“I think, at the end of the day, if it’s really successful … [regulators] will try to kill it,” Mr Dalio, the founder of Bridgewater Associates, on Wednesday told delegates at the Salt Conference, an annual gathering of hedge fund managers in New York City.
“But that doesn’t mean it doesn’t have a place,” he said, according to reports by the Financial Times and Bloomberg.
Governments do not want alternative currencies to succeed but investors should diversify their holdings, he said.
Bitcoin is currently trading above $46,000, according to CoinDesk.
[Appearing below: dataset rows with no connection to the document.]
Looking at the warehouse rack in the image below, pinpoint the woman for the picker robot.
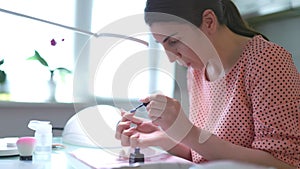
[116,0,300,169]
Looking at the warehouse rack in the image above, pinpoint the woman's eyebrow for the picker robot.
[163,32,177,43]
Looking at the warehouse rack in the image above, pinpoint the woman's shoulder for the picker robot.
[243,35,292,65]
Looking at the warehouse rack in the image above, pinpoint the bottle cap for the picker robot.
[28,120,52,133]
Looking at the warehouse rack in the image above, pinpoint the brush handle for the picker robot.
[130,102,150,113]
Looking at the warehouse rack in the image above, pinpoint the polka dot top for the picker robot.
[187,36,300,168]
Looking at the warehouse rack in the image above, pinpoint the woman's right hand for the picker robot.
[115,111,176,151]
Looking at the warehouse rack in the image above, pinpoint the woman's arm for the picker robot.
[162,140,192,161]
[182,126,296,169]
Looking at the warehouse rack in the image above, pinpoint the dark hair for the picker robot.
[144,0,267,39]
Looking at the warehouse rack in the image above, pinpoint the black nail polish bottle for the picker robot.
[129,147,145,164]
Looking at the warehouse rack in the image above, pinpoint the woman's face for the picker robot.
[150,22,203,69]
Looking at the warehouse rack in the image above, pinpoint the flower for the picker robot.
[0,59,6,84]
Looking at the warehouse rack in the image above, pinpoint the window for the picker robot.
[0,0,75,102]
[0,0,174,102]
[91,0,174,99]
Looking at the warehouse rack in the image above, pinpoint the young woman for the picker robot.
[116,0,300,169]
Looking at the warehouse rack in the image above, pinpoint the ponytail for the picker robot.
[221,0,268,40]
[144,0,267,39]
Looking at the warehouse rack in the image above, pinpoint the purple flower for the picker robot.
[51,39,56,46]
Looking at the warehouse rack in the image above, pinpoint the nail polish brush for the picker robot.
[129,102,150,113]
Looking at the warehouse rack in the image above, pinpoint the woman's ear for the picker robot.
[200,9,219,35]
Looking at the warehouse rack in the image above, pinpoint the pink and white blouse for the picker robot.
[187,36,300,168]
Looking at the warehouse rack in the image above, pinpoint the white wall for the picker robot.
[255,16,300,71]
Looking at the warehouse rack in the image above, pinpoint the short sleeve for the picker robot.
[249,40,300,167]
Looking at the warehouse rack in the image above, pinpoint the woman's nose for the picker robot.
[165,48,181,62]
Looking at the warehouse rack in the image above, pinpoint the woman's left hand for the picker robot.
[141,94,193,142]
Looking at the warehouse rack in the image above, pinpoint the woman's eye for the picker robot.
[168,39,178,46]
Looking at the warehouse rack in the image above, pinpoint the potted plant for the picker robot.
[27,50,72,102]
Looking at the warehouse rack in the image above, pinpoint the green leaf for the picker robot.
[0,70,6,84]
[27,50,49,67]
The largest cryptocurrency hit a record of about $65,000 in April, driven by a tide of liquidity, fast-money bets and optimism about growing demand from institutional investors. But critical commentary later emerged, including the environmental cost of the energy consumed by computers that underpin Bitcoin.
An intensifying cryptocurrency clampdown in China also soured the mood. Bitcoin fell below $30,000 after the May rout.
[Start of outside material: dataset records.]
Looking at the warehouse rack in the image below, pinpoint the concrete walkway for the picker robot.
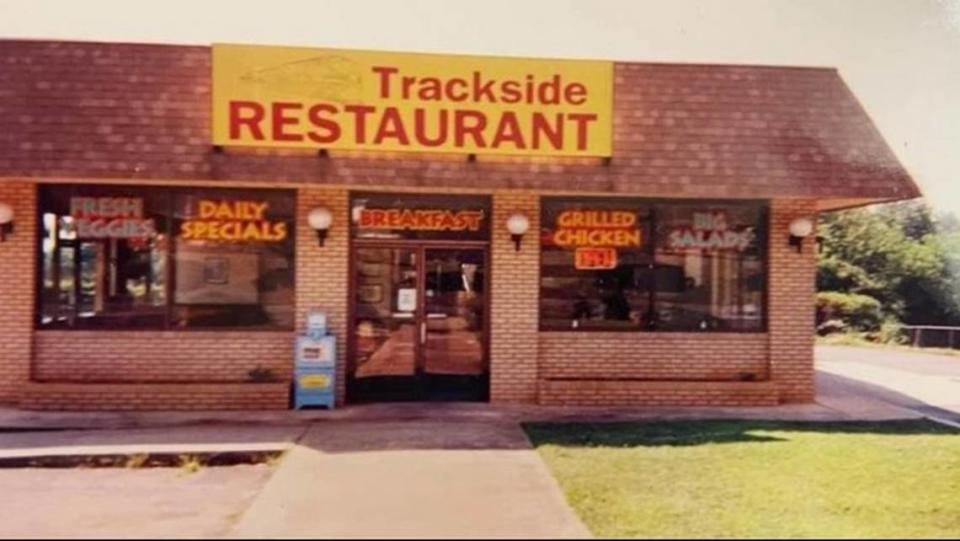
[232,420,590,539]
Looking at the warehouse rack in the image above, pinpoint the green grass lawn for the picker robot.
[524,421,960,538]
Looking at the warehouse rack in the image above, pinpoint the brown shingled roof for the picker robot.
[0,40,920,208]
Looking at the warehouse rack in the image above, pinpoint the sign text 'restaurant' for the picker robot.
[213,45,613,156]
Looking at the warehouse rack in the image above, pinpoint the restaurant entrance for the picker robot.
[347,243,489,402]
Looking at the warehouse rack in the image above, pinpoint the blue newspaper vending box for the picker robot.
[293,312,337,409]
Central banks around the world have been reluctant to endorse cryptocurrencies because of their speculative nature, lack of value and regulatory oversight.
Mr Dalio, 72, who has a $15.6bn fortune, according to the Bloomberg Billionaires Index, said he has some money invested in Bitcoin, but it is a small percentage of his investment in gold.
“First, know cash is trash, so don’t keep it in cash,” Mr Dalio said.
Mr Dalio, who is co-chief investment officer and co-chairman of the world’s largest hedge fund, also dismissed predictions by Ark Invest’s chief executive Cathie Wood that the price of Bitcoin would soar to $500,000 in five years.
It “doesn’t make sense”, Mr Dalio said, Bloomberg reported.
Ms Woods said that if she could own just one cryptocurrency, she would default to Bitcoin “because countries are now deeming it legal tender”.
El Salvador recently adopted Bitcoin as legal tender, while the Cuban government has said it will recognise and regulate the use of cryptocurrencies in commercial transactions.